Ein Land für Arbeiter, in dem niemand über seine Geburt definiert wird und alle ihr Potential ausreizen können.
Dies ist die jüngst formulierte Vision der britischen Regierung, vorgetragen von einem ihrer Minister, Matt Hancock. Mister Hancock steuert auch gleich konkrete Vorschläge bei, wie dieser Traum Wahrheit werden soll: Erwerbslose Jugendliche zwischen 18 und 21 sollen in Trainingscamps gesteckt werden und sich einem „Intensiv“-Programm unterziehen. Wichtiger Zusatz: Dies sei nicht als Bestrafung gemeint, wird der Minister in der britischen Tageszeitung „The Guardian“ wiedergegeben.
Ausbildungslager für die eigene Jugend? Der ehemalige VW-Mann Peter Hartz denkt europäischer. Sein „Konzept“ gegen die europaweite Jugendarbeitslosigkeit, welches er letztes Jahr vortrug, sieht eine „Talentdiagnostik“ zur Sortierung frischer Arbeitskräfte vor. Seine Eignungsanalyse orientiert sich dabei am aktuellen Bedarf an Arbeitskräften in ausgewählten europäischen Regionen. Klarer Vorteil gegenüber dem britischen Inseldenken: Ausbildungskosten tragen andere, ausgebeutet wird in Deutschland.
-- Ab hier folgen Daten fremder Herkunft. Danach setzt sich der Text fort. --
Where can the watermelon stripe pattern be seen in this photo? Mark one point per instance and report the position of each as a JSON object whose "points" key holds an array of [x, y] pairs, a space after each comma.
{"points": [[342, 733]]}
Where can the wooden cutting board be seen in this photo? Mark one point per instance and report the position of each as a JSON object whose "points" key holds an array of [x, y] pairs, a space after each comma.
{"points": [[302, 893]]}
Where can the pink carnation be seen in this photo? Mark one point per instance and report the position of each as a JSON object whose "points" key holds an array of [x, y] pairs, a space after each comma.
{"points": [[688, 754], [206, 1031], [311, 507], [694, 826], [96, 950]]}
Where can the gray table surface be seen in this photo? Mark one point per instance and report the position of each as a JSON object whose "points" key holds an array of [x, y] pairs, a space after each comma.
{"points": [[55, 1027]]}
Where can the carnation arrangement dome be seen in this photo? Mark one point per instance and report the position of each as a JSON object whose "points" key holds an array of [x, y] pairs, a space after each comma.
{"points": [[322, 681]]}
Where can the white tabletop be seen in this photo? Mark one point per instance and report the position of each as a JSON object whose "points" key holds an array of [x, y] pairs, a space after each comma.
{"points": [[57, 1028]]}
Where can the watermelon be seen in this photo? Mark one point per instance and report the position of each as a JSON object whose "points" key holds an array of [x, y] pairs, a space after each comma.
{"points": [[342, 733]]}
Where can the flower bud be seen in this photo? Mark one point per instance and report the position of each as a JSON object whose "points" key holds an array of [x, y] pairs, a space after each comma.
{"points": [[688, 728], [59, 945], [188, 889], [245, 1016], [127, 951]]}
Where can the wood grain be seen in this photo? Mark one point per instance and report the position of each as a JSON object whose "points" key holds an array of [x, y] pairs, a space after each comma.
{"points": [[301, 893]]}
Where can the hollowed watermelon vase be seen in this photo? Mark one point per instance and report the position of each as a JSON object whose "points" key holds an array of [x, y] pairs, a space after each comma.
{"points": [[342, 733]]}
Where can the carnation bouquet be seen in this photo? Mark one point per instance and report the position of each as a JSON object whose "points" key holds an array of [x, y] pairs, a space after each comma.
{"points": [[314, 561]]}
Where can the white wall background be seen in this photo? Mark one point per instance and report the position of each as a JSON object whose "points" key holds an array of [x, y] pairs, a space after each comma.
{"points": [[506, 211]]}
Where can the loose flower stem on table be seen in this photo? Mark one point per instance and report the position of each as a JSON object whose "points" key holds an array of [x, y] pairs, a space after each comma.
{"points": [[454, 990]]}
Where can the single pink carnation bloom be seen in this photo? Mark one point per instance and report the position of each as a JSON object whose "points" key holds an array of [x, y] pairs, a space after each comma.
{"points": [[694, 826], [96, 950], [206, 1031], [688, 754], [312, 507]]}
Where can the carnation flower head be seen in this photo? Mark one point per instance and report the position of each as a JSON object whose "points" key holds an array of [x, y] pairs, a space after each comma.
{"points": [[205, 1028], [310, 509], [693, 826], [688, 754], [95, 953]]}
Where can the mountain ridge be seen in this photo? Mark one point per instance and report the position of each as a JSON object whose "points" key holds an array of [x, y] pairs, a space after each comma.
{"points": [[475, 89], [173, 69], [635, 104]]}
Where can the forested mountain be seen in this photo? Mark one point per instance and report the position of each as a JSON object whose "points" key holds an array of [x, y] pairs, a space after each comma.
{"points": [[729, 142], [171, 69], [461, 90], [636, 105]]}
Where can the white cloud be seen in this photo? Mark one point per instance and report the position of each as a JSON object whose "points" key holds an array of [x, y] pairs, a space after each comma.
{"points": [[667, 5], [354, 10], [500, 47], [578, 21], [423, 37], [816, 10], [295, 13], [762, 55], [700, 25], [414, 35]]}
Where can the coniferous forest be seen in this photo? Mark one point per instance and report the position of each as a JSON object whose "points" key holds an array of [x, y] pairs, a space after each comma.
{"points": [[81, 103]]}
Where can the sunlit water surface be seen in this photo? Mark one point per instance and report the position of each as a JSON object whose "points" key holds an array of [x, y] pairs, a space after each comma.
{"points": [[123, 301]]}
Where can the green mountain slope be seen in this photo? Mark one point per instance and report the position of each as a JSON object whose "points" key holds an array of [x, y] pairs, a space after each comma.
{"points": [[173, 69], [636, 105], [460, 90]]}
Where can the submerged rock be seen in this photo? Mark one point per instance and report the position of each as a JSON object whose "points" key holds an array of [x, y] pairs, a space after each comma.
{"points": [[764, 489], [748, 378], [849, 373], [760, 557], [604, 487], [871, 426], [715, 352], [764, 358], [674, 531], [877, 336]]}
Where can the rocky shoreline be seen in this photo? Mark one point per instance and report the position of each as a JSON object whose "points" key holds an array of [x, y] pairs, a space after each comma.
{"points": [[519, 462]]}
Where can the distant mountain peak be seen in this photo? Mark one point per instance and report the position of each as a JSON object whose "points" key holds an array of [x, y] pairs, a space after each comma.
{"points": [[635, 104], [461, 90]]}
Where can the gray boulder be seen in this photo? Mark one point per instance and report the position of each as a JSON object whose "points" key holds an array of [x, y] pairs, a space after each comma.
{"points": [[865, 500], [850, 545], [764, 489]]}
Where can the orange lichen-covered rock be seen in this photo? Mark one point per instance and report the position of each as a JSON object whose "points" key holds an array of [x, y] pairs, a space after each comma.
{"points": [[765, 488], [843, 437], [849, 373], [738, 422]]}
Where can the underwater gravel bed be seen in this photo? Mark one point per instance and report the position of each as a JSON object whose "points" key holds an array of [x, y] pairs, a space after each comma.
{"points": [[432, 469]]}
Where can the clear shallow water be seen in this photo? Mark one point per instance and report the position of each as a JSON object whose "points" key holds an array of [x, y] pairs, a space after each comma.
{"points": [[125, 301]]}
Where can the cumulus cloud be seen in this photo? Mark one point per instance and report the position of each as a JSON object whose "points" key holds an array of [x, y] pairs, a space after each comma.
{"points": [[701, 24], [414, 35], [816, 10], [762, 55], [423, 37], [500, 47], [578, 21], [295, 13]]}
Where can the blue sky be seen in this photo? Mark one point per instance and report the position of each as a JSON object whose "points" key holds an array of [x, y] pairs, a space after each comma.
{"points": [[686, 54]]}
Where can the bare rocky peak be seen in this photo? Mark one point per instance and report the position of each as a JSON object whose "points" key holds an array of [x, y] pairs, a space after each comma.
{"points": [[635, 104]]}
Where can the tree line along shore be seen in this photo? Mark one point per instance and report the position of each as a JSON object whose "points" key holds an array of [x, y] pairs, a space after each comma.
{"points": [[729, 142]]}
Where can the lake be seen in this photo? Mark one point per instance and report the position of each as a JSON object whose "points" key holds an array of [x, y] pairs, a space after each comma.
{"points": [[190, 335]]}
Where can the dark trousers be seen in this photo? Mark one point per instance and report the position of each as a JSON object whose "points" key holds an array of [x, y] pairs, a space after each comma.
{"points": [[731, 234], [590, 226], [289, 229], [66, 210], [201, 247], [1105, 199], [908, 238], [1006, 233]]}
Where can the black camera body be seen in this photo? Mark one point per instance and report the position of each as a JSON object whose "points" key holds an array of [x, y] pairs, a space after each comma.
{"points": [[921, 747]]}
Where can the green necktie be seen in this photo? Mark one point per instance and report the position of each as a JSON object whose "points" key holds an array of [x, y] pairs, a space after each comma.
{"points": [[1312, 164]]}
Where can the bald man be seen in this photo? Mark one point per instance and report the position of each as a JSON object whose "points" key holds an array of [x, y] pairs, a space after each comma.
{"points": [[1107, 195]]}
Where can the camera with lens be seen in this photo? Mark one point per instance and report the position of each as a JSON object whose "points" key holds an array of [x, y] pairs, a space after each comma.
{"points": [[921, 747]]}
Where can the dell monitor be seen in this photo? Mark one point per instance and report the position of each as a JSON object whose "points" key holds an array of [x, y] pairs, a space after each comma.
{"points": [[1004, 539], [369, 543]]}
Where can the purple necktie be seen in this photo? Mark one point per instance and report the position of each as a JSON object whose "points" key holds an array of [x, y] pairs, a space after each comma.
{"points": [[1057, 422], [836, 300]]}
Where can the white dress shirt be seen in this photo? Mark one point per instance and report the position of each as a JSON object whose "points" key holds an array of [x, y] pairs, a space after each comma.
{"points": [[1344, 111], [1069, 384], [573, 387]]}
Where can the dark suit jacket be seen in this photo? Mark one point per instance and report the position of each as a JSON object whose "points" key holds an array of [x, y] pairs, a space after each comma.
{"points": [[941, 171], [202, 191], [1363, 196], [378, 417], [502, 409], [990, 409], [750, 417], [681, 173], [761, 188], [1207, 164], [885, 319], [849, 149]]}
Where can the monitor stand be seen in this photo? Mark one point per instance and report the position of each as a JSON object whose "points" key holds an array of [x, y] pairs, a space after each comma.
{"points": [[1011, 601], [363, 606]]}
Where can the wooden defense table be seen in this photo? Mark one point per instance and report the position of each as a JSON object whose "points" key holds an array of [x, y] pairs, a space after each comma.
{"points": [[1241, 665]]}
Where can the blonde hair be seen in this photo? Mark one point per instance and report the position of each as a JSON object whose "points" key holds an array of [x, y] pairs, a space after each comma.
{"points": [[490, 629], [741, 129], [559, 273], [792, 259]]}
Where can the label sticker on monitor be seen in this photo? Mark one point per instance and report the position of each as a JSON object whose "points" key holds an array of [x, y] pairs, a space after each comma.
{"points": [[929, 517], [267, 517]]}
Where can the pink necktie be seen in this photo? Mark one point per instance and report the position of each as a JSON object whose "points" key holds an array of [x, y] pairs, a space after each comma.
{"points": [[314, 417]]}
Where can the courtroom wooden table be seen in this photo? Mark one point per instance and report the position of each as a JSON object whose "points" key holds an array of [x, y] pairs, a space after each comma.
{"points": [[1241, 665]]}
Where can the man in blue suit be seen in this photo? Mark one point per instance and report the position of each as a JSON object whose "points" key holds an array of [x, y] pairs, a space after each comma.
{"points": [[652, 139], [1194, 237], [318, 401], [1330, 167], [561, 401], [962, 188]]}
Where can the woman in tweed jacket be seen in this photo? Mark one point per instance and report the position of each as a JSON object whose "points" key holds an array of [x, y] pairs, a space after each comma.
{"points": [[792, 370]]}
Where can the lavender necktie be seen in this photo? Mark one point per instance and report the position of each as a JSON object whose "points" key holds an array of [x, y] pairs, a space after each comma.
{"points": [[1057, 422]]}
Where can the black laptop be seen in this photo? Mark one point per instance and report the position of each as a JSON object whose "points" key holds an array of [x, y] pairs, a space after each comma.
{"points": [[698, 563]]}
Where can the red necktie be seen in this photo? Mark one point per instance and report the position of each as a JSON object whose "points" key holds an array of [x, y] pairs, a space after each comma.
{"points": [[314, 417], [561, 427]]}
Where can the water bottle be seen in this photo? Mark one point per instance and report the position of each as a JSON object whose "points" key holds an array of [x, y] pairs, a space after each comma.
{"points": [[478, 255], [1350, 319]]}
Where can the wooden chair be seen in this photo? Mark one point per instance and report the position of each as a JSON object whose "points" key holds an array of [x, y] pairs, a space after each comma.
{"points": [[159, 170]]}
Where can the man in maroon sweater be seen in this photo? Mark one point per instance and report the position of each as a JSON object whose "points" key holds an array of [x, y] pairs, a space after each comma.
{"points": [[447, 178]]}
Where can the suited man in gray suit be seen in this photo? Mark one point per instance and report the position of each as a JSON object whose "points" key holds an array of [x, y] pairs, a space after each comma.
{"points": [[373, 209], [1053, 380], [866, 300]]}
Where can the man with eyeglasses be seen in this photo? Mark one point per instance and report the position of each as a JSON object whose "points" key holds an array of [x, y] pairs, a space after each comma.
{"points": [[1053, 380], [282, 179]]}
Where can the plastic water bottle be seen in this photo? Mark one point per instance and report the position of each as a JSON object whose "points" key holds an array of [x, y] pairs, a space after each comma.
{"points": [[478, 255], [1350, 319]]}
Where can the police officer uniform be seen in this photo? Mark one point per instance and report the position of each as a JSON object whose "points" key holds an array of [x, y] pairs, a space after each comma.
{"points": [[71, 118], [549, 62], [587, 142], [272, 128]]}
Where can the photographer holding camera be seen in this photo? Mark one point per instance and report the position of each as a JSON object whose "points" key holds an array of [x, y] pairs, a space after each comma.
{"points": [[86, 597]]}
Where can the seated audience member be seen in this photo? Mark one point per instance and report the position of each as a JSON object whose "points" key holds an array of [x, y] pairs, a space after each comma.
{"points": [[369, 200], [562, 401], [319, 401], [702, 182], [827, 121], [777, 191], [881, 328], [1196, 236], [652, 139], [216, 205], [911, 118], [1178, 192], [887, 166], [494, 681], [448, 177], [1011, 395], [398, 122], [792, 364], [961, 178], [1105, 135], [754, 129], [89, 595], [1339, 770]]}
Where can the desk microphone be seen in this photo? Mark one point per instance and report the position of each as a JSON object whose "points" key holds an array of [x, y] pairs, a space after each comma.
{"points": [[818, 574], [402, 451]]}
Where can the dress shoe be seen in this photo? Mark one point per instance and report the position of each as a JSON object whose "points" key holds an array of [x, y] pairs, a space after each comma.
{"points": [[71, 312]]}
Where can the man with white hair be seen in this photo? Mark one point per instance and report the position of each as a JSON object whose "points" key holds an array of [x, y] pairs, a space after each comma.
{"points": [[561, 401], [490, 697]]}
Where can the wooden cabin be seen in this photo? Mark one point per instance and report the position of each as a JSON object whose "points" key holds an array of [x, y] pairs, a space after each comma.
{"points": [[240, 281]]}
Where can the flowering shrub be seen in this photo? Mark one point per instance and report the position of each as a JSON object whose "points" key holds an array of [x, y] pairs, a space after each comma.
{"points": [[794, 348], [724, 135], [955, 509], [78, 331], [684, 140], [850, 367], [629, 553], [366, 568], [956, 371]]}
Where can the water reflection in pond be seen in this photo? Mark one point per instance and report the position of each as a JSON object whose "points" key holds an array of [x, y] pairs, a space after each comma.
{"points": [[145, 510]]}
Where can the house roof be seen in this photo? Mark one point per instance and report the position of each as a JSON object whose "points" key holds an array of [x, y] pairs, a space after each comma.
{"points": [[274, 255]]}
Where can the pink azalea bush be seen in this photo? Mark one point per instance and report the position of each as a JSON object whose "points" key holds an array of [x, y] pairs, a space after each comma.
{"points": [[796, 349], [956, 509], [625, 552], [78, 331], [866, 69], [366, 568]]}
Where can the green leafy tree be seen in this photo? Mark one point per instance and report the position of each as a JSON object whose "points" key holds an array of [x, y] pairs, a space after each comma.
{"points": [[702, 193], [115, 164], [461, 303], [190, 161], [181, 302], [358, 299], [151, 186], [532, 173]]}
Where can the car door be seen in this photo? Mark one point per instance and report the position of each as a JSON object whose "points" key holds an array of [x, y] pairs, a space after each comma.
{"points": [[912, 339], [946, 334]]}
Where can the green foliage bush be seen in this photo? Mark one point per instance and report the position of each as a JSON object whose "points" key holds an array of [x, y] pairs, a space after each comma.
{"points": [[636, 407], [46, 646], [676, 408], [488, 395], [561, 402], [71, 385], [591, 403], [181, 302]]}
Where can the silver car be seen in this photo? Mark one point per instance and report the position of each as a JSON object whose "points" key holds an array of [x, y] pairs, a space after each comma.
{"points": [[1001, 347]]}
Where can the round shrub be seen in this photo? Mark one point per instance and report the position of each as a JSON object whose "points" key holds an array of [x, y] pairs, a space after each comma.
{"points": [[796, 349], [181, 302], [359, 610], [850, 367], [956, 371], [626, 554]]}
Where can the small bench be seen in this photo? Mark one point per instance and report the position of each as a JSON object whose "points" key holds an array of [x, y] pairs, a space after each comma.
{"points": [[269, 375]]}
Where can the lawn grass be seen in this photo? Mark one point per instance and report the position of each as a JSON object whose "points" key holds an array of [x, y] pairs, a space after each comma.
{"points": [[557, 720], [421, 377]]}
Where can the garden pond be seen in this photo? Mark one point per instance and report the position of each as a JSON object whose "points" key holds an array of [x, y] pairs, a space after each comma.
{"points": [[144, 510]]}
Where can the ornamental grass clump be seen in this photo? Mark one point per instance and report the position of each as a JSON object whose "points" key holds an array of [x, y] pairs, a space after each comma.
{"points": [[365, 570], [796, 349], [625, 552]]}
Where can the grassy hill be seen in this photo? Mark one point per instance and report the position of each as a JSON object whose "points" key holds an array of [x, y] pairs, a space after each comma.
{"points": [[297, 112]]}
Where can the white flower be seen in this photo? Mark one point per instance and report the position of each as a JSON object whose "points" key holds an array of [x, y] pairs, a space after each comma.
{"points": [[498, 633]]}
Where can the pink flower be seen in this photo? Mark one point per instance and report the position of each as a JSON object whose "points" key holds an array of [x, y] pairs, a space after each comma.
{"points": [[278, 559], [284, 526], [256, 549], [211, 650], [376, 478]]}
Hancock und Hartz sind wohl der Meinung, dass angesichts der Jugenderwerbslosigkeit in Europa solche Maßnahmen-Kataloge bei der Bevölkerung gut ankommen. Dass Hartz für seine Arbeitskräftesortierung gleich ganz Europa in den Blick nimmt, hat sehr einfache ökonomische Gründe. Der anhaltend hohen Nachfrage nach billigen qualifizierten Arbeitskräften auf dem deutschen Arbeitsmarkt steht eine vom Statistischen Bundesamt bezifferte Erwerbslosigkeit unter Jugendlichen in Deutschland von 7,7 Prozent gegenüber. Das ist zwar ganz ordentlich, aber Hartz rechnet mit ein bisschen Ausschuss, und außerdem lässt sich mit einem Überangebot der Preis der Ware Arbeitskraft besser unter ihren Wert drücken.
Hartz weiß zudem um die Dimension der chronischen Unterfinanzierung des deutschen Bildungssystems und um die schlechten Chancen von Jugendlichen mit Eltern in „Hartz IV“-Bezug, in diesem Bildungssystem eine verwertbare Qualifizierung zu erfahren.
Jenseits nationaler Grenzen lockt ihn ein wesentlich breiteres Angebot. Bei 52,4 Prozent und 53,2 Prozent Erwerbslosigkeit unter Jugendlichen in Griechenland und Spanien sind sicherlich „Talente“ im Hartzschen Sinne darunter – also ausgebildete Fachkräfte.